春念人眸中笑意悠扬,本着好玩来着,没想到这老人家真有点根骨。
寒冲青着脸,冲上去揪住老头领口。
千劫百难,这是在咒谁呢!
“你再胡说八道,小心小爷我把你砸得稀巴烂!”
春念人深深地看了老者一眼,低头从花栖给她准备的小钱袋里掏了掏,将两枚铜钱放在桌上,转身走人。

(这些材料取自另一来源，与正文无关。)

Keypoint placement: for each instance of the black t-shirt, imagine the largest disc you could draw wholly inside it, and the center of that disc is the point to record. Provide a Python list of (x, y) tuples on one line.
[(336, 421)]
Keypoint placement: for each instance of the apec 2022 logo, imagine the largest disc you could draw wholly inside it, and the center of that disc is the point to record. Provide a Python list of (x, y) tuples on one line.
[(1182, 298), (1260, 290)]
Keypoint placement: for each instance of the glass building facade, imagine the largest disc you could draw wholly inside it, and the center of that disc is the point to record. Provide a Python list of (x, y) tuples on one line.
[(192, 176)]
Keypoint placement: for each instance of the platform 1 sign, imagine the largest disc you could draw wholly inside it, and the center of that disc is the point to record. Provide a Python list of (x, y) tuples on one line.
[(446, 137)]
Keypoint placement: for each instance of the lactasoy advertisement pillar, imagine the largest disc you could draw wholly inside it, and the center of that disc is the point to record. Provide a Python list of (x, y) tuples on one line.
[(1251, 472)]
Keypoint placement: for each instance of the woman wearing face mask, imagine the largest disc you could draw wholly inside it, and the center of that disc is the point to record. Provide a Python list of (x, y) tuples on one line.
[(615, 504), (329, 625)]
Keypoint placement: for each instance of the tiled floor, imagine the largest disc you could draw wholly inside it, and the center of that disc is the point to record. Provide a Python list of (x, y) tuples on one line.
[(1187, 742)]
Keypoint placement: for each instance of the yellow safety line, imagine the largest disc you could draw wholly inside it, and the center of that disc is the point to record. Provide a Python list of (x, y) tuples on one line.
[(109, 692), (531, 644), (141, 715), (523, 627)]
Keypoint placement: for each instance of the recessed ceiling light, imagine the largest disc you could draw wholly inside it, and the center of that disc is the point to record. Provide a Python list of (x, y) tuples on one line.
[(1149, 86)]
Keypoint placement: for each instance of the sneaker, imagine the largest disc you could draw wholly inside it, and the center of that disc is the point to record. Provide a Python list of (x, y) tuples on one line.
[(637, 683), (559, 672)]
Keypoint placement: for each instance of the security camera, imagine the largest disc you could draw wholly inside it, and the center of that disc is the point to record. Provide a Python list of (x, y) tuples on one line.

寒冲一脸怒气,狠狠瞪了老头一眼,跟上她们,继续骂那老头。
“区区人界一个卖糖画的老头,他能懂什么命数……”
春念人笑了笑,眼底划过不易察觉的霜色。
谁也定不了她春念人的命!
恰好到了庆典时辰,河岸那边烟火盛放。
东风夜,满天火树银花。
一群小孩高兴从春念人身旁穿过,跑向街道的终点,那里鼓乐喧天。
春念人蓦然回首。
沈宸州周身设了结界,照理来说,在他修为之下者皆无法穿过结界看见他。
偏偏此时此刻,她眼神明确落定于他所在的方位。
仿佛,她迎上了他似笑非笑的视线。
唯有她看见。
沈宸州凝眸,无端生出对上她此间顾盼的恍然。
脑海有画面一闪而过,似乎自己曾站在同样的长街上,将一盏莲花水灯放入一个女子的掌心。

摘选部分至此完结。